In the resolution developed by the Nokooká Dine’, we clearly expressed our objection to the Navajo Nation’s way of managing the horse population by stating “to treat Life so recklessly and without the counsel of the Elders and Medicine People IS NOT Our Way of Life, rather it is the way of life that was planted in our young people when they cut their hairs and prevented our children from speaking our language, it is a forced assimilation. We see this mass execution of our relatives, the horses, as the rotten fruit of a bad seed that was planted in the minds of our children in the earlier days.”

After pressure from the Elders and Medicine People of Nohooká Dine’, the Dine’ Hataali Association, animal advocacy groups, former New Mexico Governor Bill Richardson, and actor Robert Redford, Navajo Nation President Shelly released a statement reversing his support for horse slaughter and bringing a halt to rounding up the Nation’s horses.

The Dine’ people continue to struggle and strive to maintain our way of life, the way the Creator taught us from the beginning of Creation.
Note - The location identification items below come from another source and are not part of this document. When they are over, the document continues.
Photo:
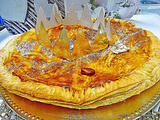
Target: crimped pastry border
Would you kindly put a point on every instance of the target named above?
(112, 92)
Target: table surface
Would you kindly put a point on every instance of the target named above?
(148, 22)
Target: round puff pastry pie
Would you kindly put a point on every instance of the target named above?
(78, 67)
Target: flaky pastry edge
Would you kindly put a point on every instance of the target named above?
(109, 93)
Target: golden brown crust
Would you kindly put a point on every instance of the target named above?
(109, 93)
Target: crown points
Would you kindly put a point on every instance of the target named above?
(85, 18)
(43, 37)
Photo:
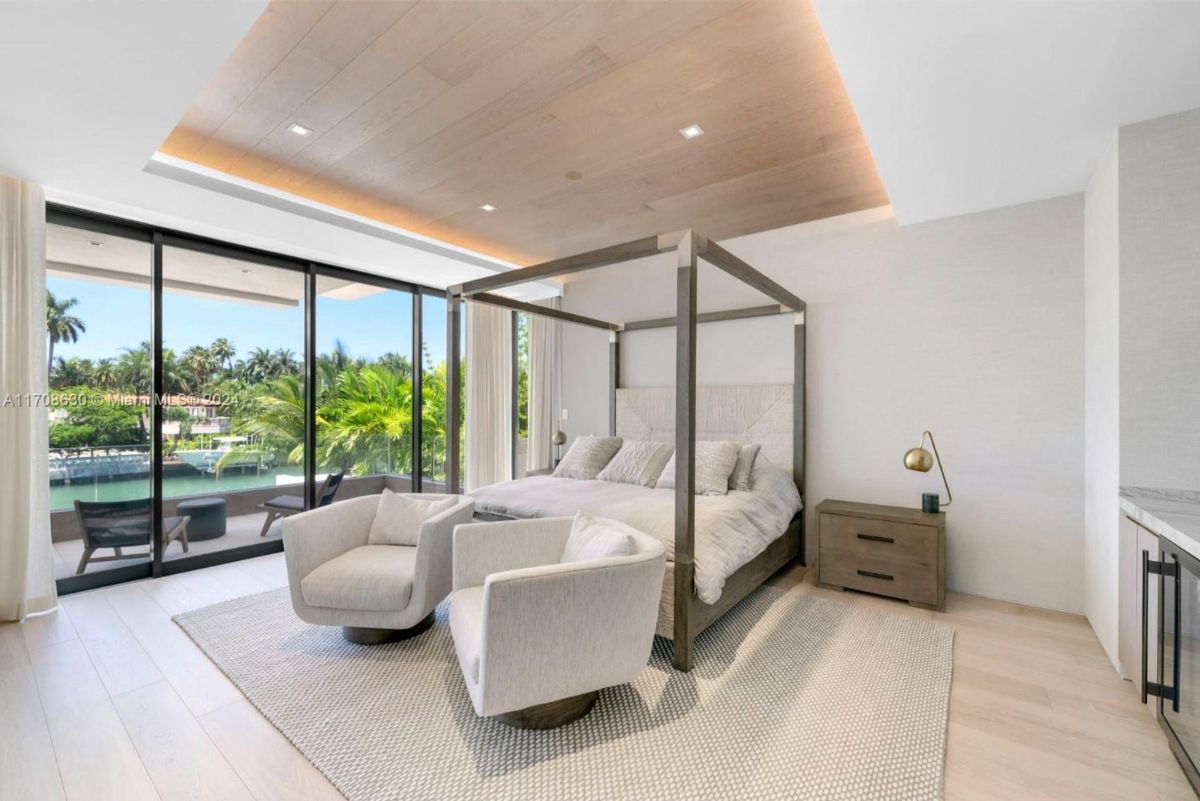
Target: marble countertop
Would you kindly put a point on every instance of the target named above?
(1171, 513)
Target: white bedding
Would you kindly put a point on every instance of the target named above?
(730, 529)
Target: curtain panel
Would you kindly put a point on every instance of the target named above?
(27, 566)
(545, 390)
(489, 396)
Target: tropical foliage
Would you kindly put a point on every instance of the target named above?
(363, 416)
(94, 423)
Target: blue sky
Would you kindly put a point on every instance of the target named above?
(119, 317)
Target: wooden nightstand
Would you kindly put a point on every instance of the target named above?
(882, 549)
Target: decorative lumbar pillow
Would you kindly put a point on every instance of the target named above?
(744, 468)
(598, 537)
(637, 462)
(714, 465)
(399, 518)
(587, 457)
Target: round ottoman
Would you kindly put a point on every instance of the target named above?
(207, 517)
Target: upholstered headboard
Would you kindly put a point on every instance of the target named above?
(760, 413)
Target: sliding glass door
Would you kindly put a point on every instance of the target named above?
(364, 375)
(205, 391)
(97, 317)
(233, 404)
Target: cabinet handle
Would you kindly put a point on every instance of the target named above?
(1165, 570)
(870, 574)
(1145, 624)
(1179, 634)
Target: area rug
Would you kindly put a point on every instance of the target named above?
(792, 697)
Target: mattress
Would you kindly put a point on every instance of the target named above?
(730, 529)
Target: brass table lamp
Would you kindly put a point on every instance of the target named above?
(922, 461)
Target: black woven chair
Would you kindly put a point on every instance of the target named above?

This knowledge and way of life that has been handed down generation-to-generation from the beginning maintains that all life is sacred and it is our responsibility as human beings to respect this understanding. It seems as Indigenous Peoples we continue to be our own worst enemy when we forget who we are and the spiritual foundation we stand on.

With the help of horse lovers across this land and the Dine’ Elders and Medicine People who still maintain and protect this sacred connection to the horses and all Creation, we were able to ensure, in this case, that horses remain sacred. This issue of horses is tied to our way of life as Indigenous Peoples so we realize that it’s not only the horses that are threatened but it is also our way of life that is threatened. It is our understanding that the health and future of the horses are intricately tied to our own. That is why we are fighting so hard. We are fighting for our own future generations.